Doelloze, repeterende bewegingspatronen of vocalisaties die steeds in dezelfde vorm terugkeren gedurende seconden tot minuten, zoals wapperen met de handen. Stereotypieën treden meestal op bij opwinding, stress of vermoeidheid en zijn vaak afleidbaar (Edwards, Lang et al., 2012).

 

Voor tremor is er in 2018 een consensus classificatie opgesteld.

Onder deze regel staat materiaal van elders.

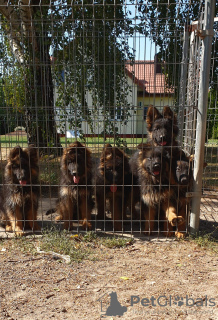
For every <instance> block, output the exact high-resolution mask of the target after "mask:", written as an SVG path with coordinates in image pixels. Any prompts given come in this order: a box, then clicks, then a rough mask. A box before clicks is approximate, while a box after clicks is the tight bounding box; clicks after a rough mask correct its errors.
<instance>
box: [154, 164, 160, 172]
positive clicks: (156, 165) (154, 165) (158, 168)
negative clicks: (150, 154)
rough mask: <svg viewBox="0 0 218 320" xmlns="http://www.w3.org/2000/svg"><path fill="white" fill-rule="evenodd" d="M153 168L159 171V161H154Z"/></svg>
mask: <svg viewBox="0 0 218 320" xmlns="http://www.w3.org/2000/svg"><path fill="white" fill-rule="evenodd" d="M153 170H154V171H160V164H159V163H154V165H153Z"/></svg>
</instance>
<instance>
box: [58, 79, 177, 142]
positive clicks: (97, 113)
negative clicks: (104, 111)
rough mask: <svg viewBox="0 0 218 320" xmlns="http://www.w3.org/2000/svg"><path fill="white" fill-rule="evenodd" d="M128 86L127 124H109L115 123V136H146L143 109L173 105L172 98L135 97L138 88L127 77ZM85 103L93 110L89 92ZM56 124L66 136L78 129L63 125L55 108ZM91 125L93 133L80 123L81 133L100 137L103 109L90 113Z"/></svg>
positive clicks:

Hierin is ook de naamgeving opgenomen voor de condities waarin de tremor optreedt (Figuur 1) (Bhatia, 2018).

 

Figuur 1. Condities waarin tremor kan optreden (Bhatia, 2018)

 

 

 

  1. Wanneer welke meting aan te vragen?

 

De beslisboom weergegeven in Figuur 2 kan dienen als hulpmiddel bij het aanvragen van KNF-onderzoek bij bewegingsstoornissen.

 

Figuur 2. Beslisboom wanneer welke meting aan te vragen

 

 

 

 

  1. Hoe te meten?

 

In Tabel 2 staat een overzicht van de verschillende metingen en analyses die kunnen worden toegepast ter nadere evaluatie van trillen en schokken van de ledematen.

 

Tabel 2. Overzicht registratie methodes

 

Meting

Apparaat

Video

Accelero-meter

Voordelen

Nadelen

EMG*

EMG

-

Niet gebruikelijk

- snel

- beperkte meting

- weinig analyse mogelijkheden

EMG

EEG

+

+

- meerdere spieren simultaan

- offline beoordeling, verschillende instellingen

- video beschikbaar

- kwantitatieve analyse mogelijk

- specifieke opstelling nodig

- meer arbeidsintensief

EMG + EEG

EEG

+

+

- ook analyse corticale koppeling

- conform EMG-EEG

-geavanceerde analysetechniek

  • * EMG wordt in de regel voor deze indicatie gemeten met oppervlakte elektrodes.